We started this morning with a big breakfast and then Doug and Sylvie took us over to Town Basin to see George and Barbara of Gdansk. They arrived in Whangarei last night, so Doug and Sylvie wanted to see them before heading to Auckland. We found them on the town dock and we all said our farewells. We have become close friends with Doug and Sylvie and we will miss them. Doug will return to New Zealand in February, but Sylvie is not sure when she will be returning.

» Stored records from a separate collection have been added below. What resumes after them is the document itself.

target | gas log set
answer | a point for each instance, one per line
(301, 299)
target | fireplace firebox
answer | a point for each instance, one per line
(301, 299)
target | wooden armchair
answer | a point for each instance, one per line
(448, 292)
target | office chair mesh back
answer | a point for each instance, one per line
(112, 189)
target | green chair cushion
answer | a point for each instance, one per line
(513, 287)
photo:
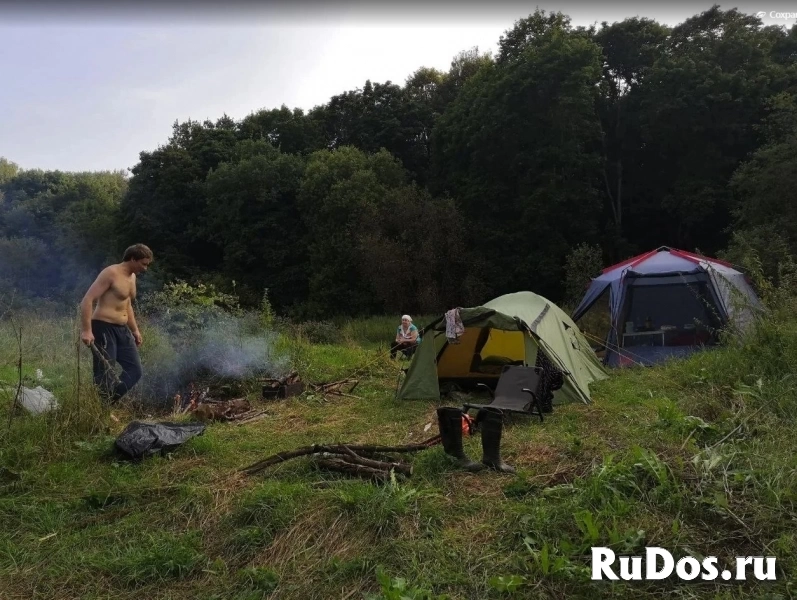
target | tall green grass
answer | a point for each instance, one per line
(695, 455)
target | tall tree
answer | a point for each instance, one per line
(520, 151)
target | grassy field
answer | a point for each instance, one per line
(697, 457)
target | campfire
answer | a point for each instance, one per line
(199, 402)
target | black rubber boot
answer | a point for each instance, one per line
(491, 422)
(449, 420)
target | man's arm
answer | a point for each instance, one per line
(131, 322)
(97, 289)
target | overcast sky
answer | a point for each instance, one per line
(86, 88)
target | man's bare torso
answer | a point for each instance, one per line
(114, 304)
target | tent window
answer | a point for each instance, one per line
(670, 315)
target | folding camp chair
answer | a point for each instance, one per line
(517, 391)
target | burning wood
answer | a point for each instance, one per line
(221, 411)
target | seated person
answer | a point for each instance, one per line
(407, 338)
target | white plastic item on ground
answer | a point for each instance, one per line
(37, 400)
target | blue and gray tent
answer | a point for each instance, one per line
(668, 302)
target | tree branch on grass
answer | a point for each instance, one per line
(339, 449)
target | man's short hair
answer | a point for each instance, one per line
(137, 252)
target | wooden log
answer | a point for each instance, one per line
(336, 449)
(377, 464)
(335, 464)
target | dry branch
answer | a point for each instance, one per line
(377, 464)
(336, 449)
(109, 370)
(337, 464)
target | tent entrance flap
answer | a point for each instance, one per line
(497, 334)
(481, 351)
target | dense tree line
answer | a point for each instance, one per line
(456, 186)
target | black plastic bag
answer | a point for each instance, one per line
(140, 440)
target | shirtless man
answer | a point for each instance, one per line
(112, 328)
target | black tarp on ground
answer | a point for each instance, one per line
(140, 439)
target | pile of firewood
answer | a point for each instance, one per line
(291, 385)
(239, 410)
(336, 387)
(368, 462)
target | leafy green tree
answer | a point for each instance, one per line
(520, 151)
(338, 188)
(698, 107)
(252, 215)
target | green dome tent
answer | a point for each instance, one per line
(510, 329)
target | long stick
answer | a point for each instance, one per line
(377, 464)
(336, 464)
(335, 449)
(108, 368)
(17, 399)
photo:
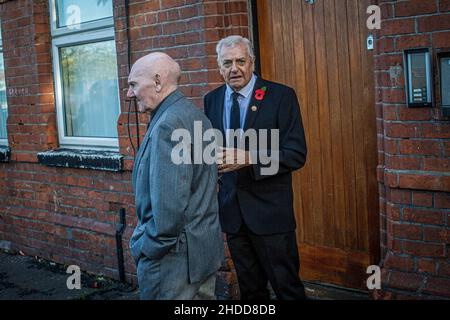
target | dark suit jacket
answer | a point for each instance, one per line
(264, 202)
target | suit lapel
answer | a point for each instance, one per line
(254, 106)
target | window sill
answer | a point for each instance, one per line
(5, 154)
(83, 159)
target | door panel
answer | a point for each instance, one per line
(320, 51)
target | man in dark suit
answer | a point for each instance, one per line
(256, 208)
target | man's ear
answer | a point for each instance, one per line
(158, 83)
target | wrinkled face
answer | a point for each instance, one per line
(236, 66)
(143, 88)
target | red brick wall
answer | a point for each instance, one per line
(69, 215)
(414, 158)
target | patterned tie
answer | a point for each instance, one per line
(235, 117)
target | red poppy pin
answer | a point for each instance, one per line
(260, 93)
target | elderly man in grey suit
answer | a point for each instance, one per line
(177, 243)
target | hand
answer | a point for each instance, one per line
(229, 160)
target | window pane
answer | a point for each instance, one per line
(73, 12)
(445, 81)
(3, 105)
(91, 100)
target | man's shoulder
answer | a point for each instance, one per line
(276, 86)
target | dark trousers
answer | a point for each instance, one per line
(259, 259)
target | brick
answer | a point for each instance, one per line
(414, 41)
(438, 286)
(441, 39)
(405, 281)
(423, 216)
(441, 235)
(402, 130)
(393, 212)
(434, 23)
(407, 231)
(436, 164)
(426, 266)
(442, 200)
(422, 199)
(397, 27)
(414, 8)
(420, 147)
(444, 269)
(400, 196)
(424, 182)
(398, 262)
(444, 5)
(423, 249)
(402, 162)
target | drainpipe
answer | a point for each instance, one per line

George and Barbara have decided to stay here through most of January and then they will return home to British Columbia and then on to Poland to visit with family. At this point, they don’t think they will return until next September or October. We will see them here before we leave, but after that we are not sure when we will see them again. After the farewells, Mark and I walked into town to the Plastic Box Store. We have been measuring spaces where we need plastic box storage and we bought those today. On the way home, Mark stopped by a boat in Town Basin to get a quote on making new cushions for our v-berth. A woman named Fiona on the boat Waimarie was recommended to us and after this initial contact, she came to Windbird this afternoon to measure and give us an estimate. Fiona didn’t have an exact match for the Ultrasuede covering that we have in the main cabin, but she and I are both going to look around town this weekend and see what we can find. While Fiona and I were discussing upholstery, Mark decided to rent a car for this afternoon and tomorrow to do some necessary shopping for our trip home and for running around to check on prices of rental vans and camper vans for our tour of the South Island in March. He got the car, and we did the shopping this afternoon. In the process, we think we found a match for the v-berth cushions. We’ll run that by Fiona tomorrow morning and then go on to do the rental pricing.
Cool and rainy weather has been forecast for the weekend and it began today. The weather change started with howling winds and this evening it has started raining. If it rains tomorrow, that won’t keep us from doing our running around in the rental car, and if it continues to rain on Sunday, we will use the time to do some sewing projects that have been on hold waiting for a rainy day.
Just before we left the boat this afternoon, Mark was up in the cockpit checking email. While he was online, he got a Skype phone call from our daughter Heather. She and Jed are having a holiday party this weekend and she needed our family recipe for Spinach Balls. Sometime before we left Boston, she had called wanting that recipe so I had typed it up and sent it to her via email. This evening when she looked for the recipe, it was nowhere to be found and she was bummed because she was sure she wouldn’t be able to reach me half a world away. But she turned on the computer, just in case we might be online, and there we were. I was able to send the recipe to her via email and she received it while we were still talking. Certain recipes are a holiday tradition in our family, and Spinach Balls is one of those. “Tradition . . . Tradition . . . without tradition our lives would be as shaky as a Fiddler on the Roof.”